The presentation of the dihedral group $D_{2n}$

Question

We know that $D_{2n}= \langle r,s \mid r^{n}=s^{2}=1, rs=sr^{-1} \rangle.$ From Dummit & Foote, any other relations of $r,s$ can be deduced from the relations given in the presentation. The book claims that this is true because we can tell whether two elements are equal using the given relations. Why being able to tell whether two elements are equal using the given relations implies that any other relations of $r,s$ can be deduced from the relations given in the presentation.

Answer 1

One way to think of this is to realise that in $D_{2n}$, you have two kinds of objects that interact - the rotations $r$ and the reflections $s$.

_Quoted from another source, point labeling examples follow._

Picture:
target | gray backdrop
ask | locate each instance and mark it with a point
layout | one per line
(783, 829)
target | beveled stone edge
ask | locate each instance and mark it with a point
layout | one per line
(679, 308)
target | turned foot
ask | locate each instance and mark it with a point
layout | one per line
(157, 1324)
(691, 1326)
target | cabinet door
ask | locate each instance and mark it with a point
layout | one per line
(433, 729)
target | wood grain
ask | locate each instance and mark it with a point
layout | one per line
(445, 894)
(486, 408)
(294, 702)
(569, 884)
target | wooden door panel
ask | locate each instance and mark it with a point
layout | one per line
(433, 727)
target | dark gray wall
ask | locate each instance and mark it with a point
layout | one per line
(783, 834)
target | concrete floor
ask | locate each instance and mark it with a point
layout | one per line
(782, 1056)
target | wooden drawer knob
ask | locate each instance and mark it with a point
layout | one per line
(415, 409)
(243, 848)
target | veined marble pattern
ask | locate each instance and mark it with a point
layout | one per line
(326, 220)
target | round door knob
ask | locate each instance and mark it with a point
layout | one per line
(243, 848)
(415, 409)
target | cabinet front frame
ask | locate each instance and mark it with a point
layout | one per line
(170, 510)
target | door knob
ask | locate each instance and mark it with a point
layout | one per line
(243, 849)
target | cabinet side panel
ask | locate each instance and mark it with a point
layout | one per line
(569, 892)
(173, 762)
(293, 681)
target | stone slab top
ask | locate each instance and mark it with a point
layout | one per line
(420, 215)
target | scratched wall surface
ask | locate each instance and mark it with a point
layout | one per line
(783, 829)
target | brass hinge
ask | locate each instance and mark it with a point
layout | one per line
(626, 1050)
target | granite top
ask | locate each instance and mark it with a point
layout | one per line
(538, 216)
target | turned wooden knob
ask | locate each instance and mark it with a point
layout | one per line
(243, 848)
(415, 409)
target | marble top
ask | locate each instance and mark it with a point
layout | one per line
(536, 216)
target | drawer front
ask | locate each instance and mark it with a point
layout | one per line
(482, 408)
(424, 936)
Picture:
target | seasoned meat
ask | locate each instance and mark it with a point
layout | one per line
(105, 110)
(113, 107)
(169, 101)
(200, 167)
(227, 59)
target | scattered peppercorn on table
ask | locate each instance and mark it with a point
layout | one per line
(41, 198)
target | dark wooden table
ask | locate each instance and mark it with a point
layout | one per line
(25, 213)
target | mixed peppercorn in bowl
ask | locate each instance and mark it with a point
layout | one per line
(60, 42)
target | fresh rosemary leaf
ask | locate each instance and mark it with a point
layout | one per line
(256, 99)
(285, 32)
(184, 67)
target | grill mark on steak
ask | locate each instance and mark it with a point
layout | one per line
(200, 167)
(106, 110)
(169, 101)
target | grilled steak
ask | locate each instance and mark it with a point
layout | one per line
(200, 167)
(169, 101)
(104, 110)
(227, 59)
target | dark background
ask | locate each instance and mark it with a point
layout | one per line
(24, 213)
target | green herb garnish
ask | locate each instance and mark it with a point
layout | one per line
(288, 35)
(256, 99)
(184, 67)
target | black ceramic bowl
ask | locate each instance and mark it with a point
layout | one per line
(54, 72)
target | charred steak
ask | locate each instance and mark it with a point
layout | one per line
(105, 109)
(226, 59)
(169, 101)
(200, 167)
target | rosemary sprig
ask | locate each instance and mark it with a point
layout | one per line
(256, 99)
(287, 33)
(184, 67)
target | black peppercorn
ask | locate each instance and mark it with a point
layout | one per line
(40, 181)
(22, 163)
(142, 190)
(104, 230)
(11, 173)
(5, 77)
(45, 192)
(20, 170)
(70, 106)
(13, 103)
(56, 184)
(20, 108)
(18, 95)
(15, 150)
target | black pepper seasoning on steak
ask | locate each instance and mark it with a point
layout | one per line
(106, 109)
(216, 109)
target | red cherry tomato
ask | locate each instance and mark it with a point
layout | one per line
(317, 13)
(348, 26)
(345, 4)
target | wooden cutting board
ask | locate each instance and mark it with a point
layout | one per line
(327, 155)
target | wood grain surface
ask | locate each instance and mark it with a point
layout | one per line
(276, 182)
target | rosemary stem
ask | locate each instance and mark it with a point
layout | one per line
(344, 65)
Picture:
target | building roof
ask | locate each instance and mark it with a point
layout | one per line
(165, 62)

The defining property of the rotation is that $r^n = 1$, that is, after $n$ rotations, you're back to identity.

Similarly, the defining properly of a reflection is $s^2 = 1$, which tells you that two reflections are the same as no reflection.

The next component you need is to relate rotations and reflections:

$$ rs = sr^{-1} $$

that is, a rotation $r$ followed by a reflection $s$ is the same as the reflection $s$ followed by ($360^\circ$ - $r$).

Now, let us assume that we are given some element of the dihedral group

$$ d = r_0^{i_0}s_0^{j_0} \cdot r_1^{i_1}s_1^{j_1} \ldots $$

we can issue the requirement that $i_k < n$, since all $i_k$ are the coefficients of the rotations $r_k$, and we can collapse large rotation coefficients to become less than $n$ by using $r^n = 1$

Similarly, we can require that $j_k = 0, 1$ since $s^2 = 1$

Now, to reduce $d$, we can use the fact that $rs = sr^{-1}$ like so:

$$ d = r_0^{i_0}s_0^{j_0} \cdot r_1^{i_1}s_1^{j_1} \ldots \\ \text {swizzling $r_0$, $s_0$} \\ \\ d = s_0^{j_0}r_0^{-i_0} \cdot r_1^{i_1}s_1^{j_1} \ldots \\ d = s_0^{j_0}r^{i_1 - i_0}s_1^{j_1} \ldots \\ \text{swizzling $r$, $s_0$ } \\ d = r^{-(i_1 - i_0)}s_0^{j_0}s_1^{j_1} \ldots \\ d = r^{i_0 - i_1}s^{j_0 + j_1} $$

If that's not clear, we first took $r_0^{i_0} s_0^{j_0} \to s_0^{j_0} r_0^{-i_0}$.

We then composed $r_0^{-i_0} r_1^{i_1} \to r^{i_1 - i_0}$, which gave us one rotation.

Next, we chose to swizzle around $s_0^{j_0}r^{i_1 - i_0} \to r^{-(i_1 - i_0)}s_0^{j_0}$, so we could compose the $s_0$ and $s_1$ together in the next step.

Finally, we compose $s_0^{j_0} s_1^{j_1} \to s^{j_0 + j_1}$.

Clearly, we have reduced a 2-term $r_0^{i_0}s_0^{j_0} r_1^{i_1} s_1 ^{j_1} \to r^{i_0 - i_1} s^{j_0 + j_1}$

This process can be extended to $n$ terms, allowing us to collapse a large presentation of a single element into one $d = r^x s^y$.